For most Americans, the historical war that was waged over the impacts of lower versus higher taxes drew to a glorious close which demonstrated that the former creates jobs, increased savings, and more robust productivity. Logic and prudence would lead reasonable people to conclude that from the ashes of that war would rise, Phoenix-like, the kind of economic policies most likely to raise all boats regardless of where they were on the income continuum.

But, as evidence of the powerful half-life of cynical political motivations, many Democrats believe their best chances to acquire and retain power is through the craven mechanism of income redistribution. Egalitarianism, whether in social class or economic well-being, is the very touchstone of modern liberalism and, though it is wholly undeserving as a policy goal, were it not for human nature it might be nominally achievable. But since we humans are nothing if not widely divergent in talent, work ethic, and perseverance, there will always be commensurately wide differences in performance and compensation.

For the fragile, modern day Democratic sensibility, that’s a reality that can’t be countenanced, not because it is counter-intuitive, but because it leaves unharnessed the raw political power inherent in ensuring an entire economic class is beholden to them. Indeed, for many on the left, freedom should be prescriptively defined to excise from the result any chance for failure, primarily because theirs is an emotive political polity that myopically overlooks the crucial lessons we learn when we stumble or fall.

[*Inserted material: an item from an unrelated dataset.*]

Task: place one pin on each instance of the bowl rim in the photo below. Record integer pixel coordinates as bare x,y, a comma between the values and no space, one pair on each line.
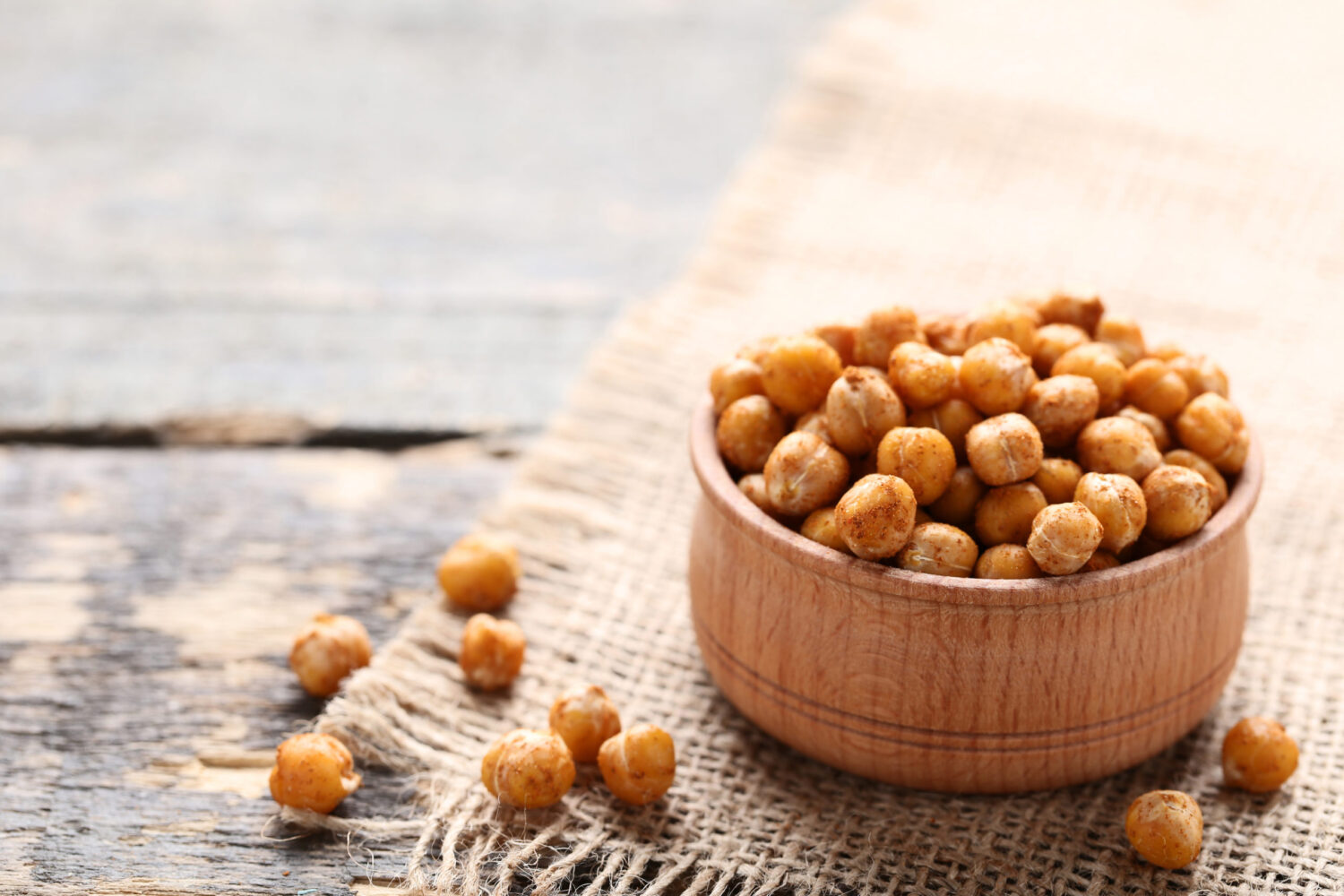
722,492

Decent people instinctively believe in the virtue of providing temporary assistance to those who have fallen on hard times. Although human suffering and want is inevitable it’s something we should all be aware of and work to mitigate. However, a deeper understanding of human nature encourages us to see beyond the superficial aspect of those in need and, ideally, should caution us to be restrained in how we fashion programs intended to assist our fellow man.

To wit, pauperizing people by presuming certain of them are less capable of success than others, by presupposing that people on the lower economic rungs are permanently mired there, or by insulting them with race-based preferences, are anachronistic policies that are best left buried in the rubble of history.

One of the prima facie reasons many political analysts cited for the need for a change in Congressional leadership is so they can ‘get something done in Washington.’ Indeed, doing the work of the American people, solving our social and economic problems as well as those in Iraq and elsewhere, were key among reasons picked up by exit polling data.

But what the shift in Congressional power truly heralds is a return to policies that harbor a darker, more latent motivation, and that is to corner the market on political power, even if it means compromising our economic future due to the remarkably depreciated value it places on the average American.

It’s an unambiguously cynical approach to public policy but apparently worth the price for our brave new Democrats.